登陆注册
4906900000001

第1章

FOR reasons which many persons thought ridiculous, Mrs. Lightfoot Lee decided to pass the winter in Washington. She was in excellent health, but she said that the climate would do her good. In New York she had troops of friends, but she suddenly became eager to see again the very small number of those who lived on the Potomac. It was only to her closest intimates that she honestly acknowledged herself to be tortured by ennui. Since her husband's death, five years before, she had lost her taste for New York society; she had felt no interest in the price of stocks, and very little in the men who dealt in them; she had become serious.

What was it all worth, this wilderness of men and women as monotonous as the brown stone houses they lived in? In her despair she had resorted to desperate measures. She had read philosophy in the original German, and the more she read, the more she was disheartened that so much culture should lead to nothing--nothing.

After talking of Herbert Spencer for an entire evening with a very literary transcendental commission-merchant, she could not see that her time had been better employed than when in former days she had passed it in flirting with a very agreeable young stock-broker; indeed, there was an evident proof to the contrary, for the flirtation might lead to something--had, in fact, led to marriage; while the philosophy could lead to nothing, unless it were perhaps to another evening of the same kind, because transcendental philosophers are mostly elderly men, usually married, and, when engaged in business, somewhat apt to be sleepy towards evening. Nevertheless Mrs. Lee did her best to turn her study to practical use. She plunged into philanthropy, visited prisons, inspected hospitals, read the literature of pauperism and crime, saturated herself with the statistics of vice, until her mind had nearly lost sight of virtue. At last it rose in rebellion against her, and she came to the limit of her strength. This path, too, seemed to lead nowhere. She declared that she had lost the sense of duty, and that, so far as concerned her, all the paupers and criminals in New York might henceforward rise in their majesty and manage every railway on the continent. Why should she care?
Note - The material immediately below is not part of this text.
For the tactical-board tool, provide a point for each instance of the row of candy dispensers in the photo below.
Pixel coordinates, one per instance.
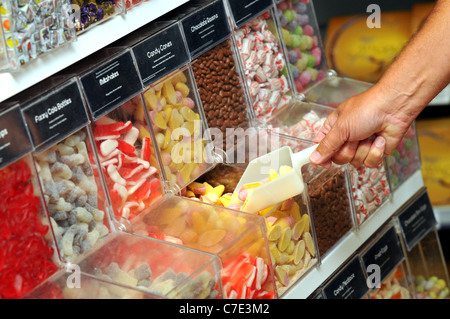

What was the city to her? She could find nothing in it that seemed to demand salvation. What gave peculiar sanctity to numbers?

Why were a million people, who all resembled each other, any way more interesting than one person? What aspiration could she help to put into the mind of this great million-armed monster that would make it worth her love or respect? Religion? A thousand powerful churches were doing their best, and she could see no chance for a new faith of which she was to be the inspired prophet.

Ambition? High popular ideals? Passion for whatever is lofty and pure? The very words irritated her. Was she not herself devoured by ambition, and was she not now eating her heart out because she could find no one object worth a sacrifice?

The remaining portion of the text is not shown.